Over the last month, Wall Street told investors that the coronavirus-driven dip was a buying opportunity.
Now, one of the Street’s top firms is throwing in the towel.
David Kostin, Goldman Sachs’ chief U.S. equity strategist, predicts that second- and third-quarter profits will “collapse.” He believes that even the historic drop in interest rates – which could potentially take the U.S. into negative territory – won’t save American corporations.
Instead of focusing on growth stocks, Kostin told clients to shift toward companies with stable earnings and strong financials.
“After 11 years, 13% annualized earnings growth and 16% annualized trough-to-peak appreciation, we believe the S&P 500 bull market will soon end,” Kostin wrote in a note this morning.
“Investors have cut their equity positions in recent weeks, but not to levels reached at the trough of other major corrections this cycle.”
Kostin cut his midyear S&P 500 forecast to 2,450 as a result. If he’s right, that means the index would drop another 11% from its current level.
That’s not to say Kostin sees 2020 as completely lost, though. In the second half of the year, he believes the S&P 500 will hit 3,200; below the index’s all-time high, but up 15% from where it is now.
“Supply chains have been disrupted and final demand has declined for many industries.
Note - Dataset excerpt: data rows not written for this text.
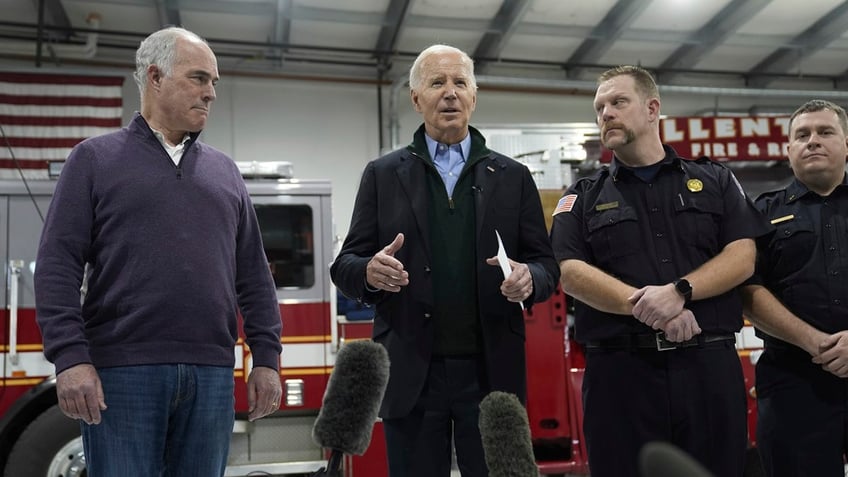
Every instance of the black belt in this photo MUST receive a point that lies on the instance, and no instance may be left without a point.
(656, 341)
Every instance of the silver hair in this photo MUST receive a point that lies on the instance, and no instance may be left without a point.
(415, 78)
(159, 49)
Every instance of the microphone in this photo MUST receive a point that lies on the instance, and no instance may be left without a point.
(661, 459)
(505, 432)
(351, 402)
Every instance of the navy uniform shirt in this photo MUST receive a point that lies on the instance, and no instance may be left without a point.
(804, 263)
(653, 231)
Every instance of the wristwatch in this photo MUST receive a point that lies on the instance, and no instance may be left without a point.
(683, 287)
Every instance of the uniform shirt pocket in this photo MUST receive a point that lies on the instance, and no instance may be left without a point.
(697, 221)
(613, 234)
(792, 246)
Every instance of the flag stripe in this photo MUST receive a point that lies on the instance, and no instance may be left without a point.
(43, 142)
(41, 78)
(10, 122)
(10, 164)
(43, 116)
(61, 101)
(52, 111)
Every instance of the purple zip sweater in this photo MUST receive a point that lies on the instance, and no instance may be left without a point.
(175, 253)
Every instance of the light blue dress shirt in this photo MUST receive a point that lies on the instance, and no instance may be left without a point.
(449, 159)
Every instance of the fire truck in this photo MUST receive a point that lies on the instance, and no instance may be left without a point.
(36, 439)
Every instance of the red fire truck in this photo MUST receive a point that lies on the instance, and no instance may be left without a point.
(295, 218)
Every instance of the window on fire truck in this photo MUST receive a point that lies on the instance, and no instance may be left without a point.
(287, 236)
Travel is contracting sharply as both individuals and businesses restrict movement,” Kostin wrote.
“Airlines, hotels, cruises, and casinos report plunging demand, lower occupancy, and cancellations. Employees are being furloughed.”
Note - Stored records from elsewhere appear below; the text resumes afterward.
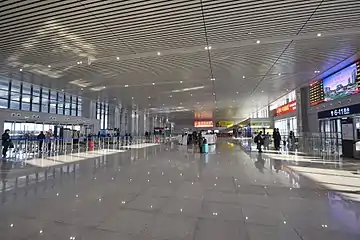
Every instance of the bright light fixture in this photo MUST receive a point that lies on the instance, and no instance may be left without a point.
(188, 89)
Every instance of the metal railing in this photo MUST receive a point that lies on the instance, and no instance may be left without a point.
(23, 149)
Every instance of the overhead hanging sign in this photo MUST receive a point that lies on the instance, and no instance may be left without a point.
(199, 124)
(226, 124)
(339, 112)
(285, 109)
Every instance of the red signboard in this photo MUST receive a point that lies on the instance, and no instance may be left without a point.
(203, 124)
(285, 109)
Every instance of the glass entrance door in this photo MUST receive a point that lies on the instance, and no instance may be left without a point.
(330, 135)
He continued, adding that “both the real economy and the financial economy are exhibiting acute signs of stress.”
Back on February 27th, Kostin said that U.S. corporations would experience “zero earnings growth” in 2020. In today’s commentary, he doubled down on his prediction.
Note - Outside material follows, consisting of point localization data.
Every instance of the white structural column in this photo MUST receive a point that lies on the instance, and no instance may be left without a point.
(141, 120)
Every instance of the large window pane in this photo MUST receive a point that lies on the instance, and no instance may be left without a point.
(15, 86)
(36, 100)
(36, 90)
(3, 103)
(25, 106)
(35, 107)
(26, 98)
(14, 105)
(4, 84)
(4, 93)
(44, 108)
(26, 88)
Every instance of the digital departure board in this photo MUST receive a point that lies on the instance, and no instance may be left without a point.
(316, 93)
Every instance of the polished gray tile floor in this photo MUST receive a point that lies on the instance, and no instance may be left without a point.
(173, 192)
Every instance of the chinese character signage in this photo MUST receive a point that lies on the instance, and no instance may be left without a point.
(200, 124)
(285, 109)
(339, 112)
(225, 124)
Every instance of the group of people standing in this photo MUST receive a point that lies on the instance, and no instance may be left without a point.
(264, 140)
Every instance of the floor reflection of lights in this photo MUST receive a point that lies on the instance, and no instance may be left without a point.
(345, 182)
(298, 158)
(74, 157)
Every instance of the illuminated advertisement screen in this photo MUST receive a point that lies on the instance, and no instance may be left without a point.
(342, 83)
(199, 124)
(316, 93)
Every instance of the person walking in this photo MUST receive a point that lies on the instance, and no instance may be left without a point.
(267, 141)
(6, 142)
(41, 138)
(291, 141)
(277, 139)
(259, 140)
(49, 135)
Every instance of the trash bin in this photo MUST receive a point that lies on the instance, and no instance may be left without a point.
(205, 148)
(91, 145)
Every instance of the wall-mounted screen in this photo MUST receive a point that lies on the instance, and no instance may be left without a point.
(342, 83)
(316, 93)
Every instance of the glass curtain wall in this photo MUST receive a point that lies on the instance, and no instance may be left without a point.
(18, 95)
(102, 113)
Whether or not that will actually happen remains to be seen, however. Earnings season is almost here, and if first-quarter revenues fall short, there could be hell to pay.
Or, alternatively, the market will respond in a somewhat muted manner. Many analysts believe that the current dip has already priced-in poor earnings.
If stocks are going to fall further, they’ll likely need a recession to do so. The market’s good for a 40% drop every 10 years or so. It experienced one from 2000-2002 and another from 2008-2009.
It’s been 11 years since the financial crisis. We’re overdue for another crash based on that metric alone.
A coronavirus/oil/treasury yield-driven recession, coupled with a presidential election, could do it.
Either way the market goes from here, the truth is that nobody quite knows what’s going to happen. Kostin’s convinced that stocks will keep dropping. The market’s current downtrend confirms that as a likely outcome.
But if equities turn around in the coming weeks, don’t take Kostin’s opinion as gospel. A trend reversal, in which stocks string together a handful of positive sessions, could kick-start a protracted rally at some point.
Plenty of investors will remain sidelined out of fear, even when stocks are surging.
My advice? Don’t let Wall Street’s moderate-term predictions rule your portfolio. When sentiment changes, bulls will be back.
Opportunistic, short-term traders will be, too, in what could be one of the biggest (and fastest) recoveries of all time.